El interior es más pequeño, pero muy delicado y cuidado, con relieves en tonos ocres, rojizos y azulados, y escenas de Nefertari haciendo ofrendas a los dioses. Si te gusta fijarte en los detalles, este templo te va a encantar.
¿Merece la pena la paliza? Mi opinión sincera
Te voy a ser totalmente sincera: sí, merece muchísimo la pena. Es verdad que te toca madrugar, que el desayuno es infame, que el bus no es lo más cómodo del mundo y que al llegar te encuentras con una marea humana sacando fotos a lo loco. Pero, a pesar de todo eso, Abu Simbel es uno de los lugares más impresionantes que he visto nunca.
Esa primera imagen del templo al amanecer, con el cielo tiñéndose de tonos rosados y las estatuas emergiendo de la roca… es un momento que se te queda grabado. El templo por dentro es una auténtica maravilla, y el de Nefertari es una joyita que no todo el mundo valora. Así que sí: es una paliza, pero es de esas que se recuerdan con una sonrisa.
Consejos útiles para disfrutar Abu Simbel sin sufrir (demasiado)
Qué llevar sí o sí
- Botella de agua (y si es fría, mejor). El calor aprieta pronto y se agradece muchísimo.
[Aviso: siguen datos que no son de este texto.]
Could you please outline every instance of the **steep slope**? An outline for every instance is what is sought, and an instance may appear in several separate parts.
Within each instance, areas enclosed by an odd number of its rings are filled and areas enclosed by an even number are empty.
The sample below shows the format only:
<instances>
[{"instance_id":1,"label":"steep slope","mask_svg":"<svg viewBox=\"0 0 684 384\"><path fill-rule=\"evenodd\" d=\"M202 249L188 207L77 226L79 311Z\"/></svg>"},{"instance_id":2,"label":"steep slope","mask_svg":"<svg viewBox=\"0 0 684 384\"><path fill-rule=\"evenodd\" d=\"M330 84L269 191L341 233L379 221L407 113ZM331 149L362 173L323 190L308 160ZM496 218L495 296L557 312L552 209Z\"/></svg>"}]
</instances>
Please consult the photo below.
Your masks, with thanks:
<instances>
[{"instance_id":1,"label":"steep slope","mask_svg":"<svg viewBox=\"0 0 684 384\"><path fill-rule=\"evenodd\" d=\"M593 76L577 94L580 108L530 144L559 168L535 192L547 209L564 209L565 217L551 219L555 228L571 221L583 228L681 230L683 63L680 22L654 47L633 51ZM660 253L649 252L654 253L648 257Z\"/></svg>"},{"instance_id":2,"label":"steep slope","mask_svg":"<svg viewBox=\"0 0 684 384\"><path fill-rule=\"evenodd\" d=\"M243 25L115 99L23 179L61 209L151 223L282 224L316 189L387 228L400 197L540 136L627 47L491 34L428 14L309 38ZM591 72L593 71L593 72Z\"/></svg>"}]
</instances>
- Protección solar a tope: crema, gafas de sol, gorra o sombrero.
- Toallitas húmedas o pañuelos por si necesitas limpiarte tras el picnic (que ya te digo yo que no es ninguna delicia).
- Algo de picar por si no te fías del desayuno. Unas galletas, frutos secos o una barrita pueden salvarte.
- Ropa cómoda y fresca, pero que te cubra un poco para protegerte del sol. Lo ideal son pantalones anchos o vestidos largos de tela ligera.
- Zapatillas cómodas, porque aunque no se camina mucho, hace calor y hay arena.
Tema baños (muy importante)
Haz pis antes de salir del barco. En serio. En el camino no paran. Y una vez en Abu Simbel, hay unos baños al lado del parking en los que siempre hay cola y otros dentro portátiles que no son muy recomendables por lo sucios que están. Así que mejor prevenir.
Ojo con lo que comes y bebes
Justo este trayecto es el que más me preocupaba si se me soltaba la barriga, así que tuve especial cuidado de cara a este día, ya que son 3 horas y pico de viaje de ida y otras tantas de vuelta sin un baño para una emergencia, así que si a ti también te preocupa, te insisto y aconsejo que no bebas agua del grifo bajo ningún concepto, ni tomes frutas o ensaladas que puedan haberse lavado con esa agua. La famosa “diarrea del viajero” no es mito.
Y si sueles marearte en el bus, mejor no desayunes mucho antes de salir y tira de biodramina.
Y, sobre todo…
Disfruta. Aunque estés medio zombie del madrugón, no pierdas de vista dónde estás ni lo increíble que es poder ver algo así con tus propios ojos. Abu Simbel es de esos sitios que justifican cualquier esfuerzo.
Una experiencia que recordarás siempre
Visitar Abu Simbel es una de esas cosas que, aunque al principio pienses “¿de verdad merece la pena pegarse este madrugón?”, al final dices “menos mal que lo hice”.
Sí, es cansado. Sí, el picnic da penita. Y sí, el calor y la cantidad de gente pueden agobiar un poco. Pero cuando estás delante de esos colosos esculpidos hace más de 3.000 años, cuando ves amanecer sobre el desierto y paseas por el interior de un templo que fue trasladado piedra a piedra para no quedar sumergido… todo eso se te olvida. Solo te queda la emoción, la admiración y la sensación de estar viviendo algo único.
Si estás dudando, mi consejo es claro: hazlo. Ve preparada, con expectativas realistas y la mente abierta. Porque Abu Simbel no solo es un lugar histórico, es una experiencia que se vive con los cinco sentidos… y que se queda contigo para siempre.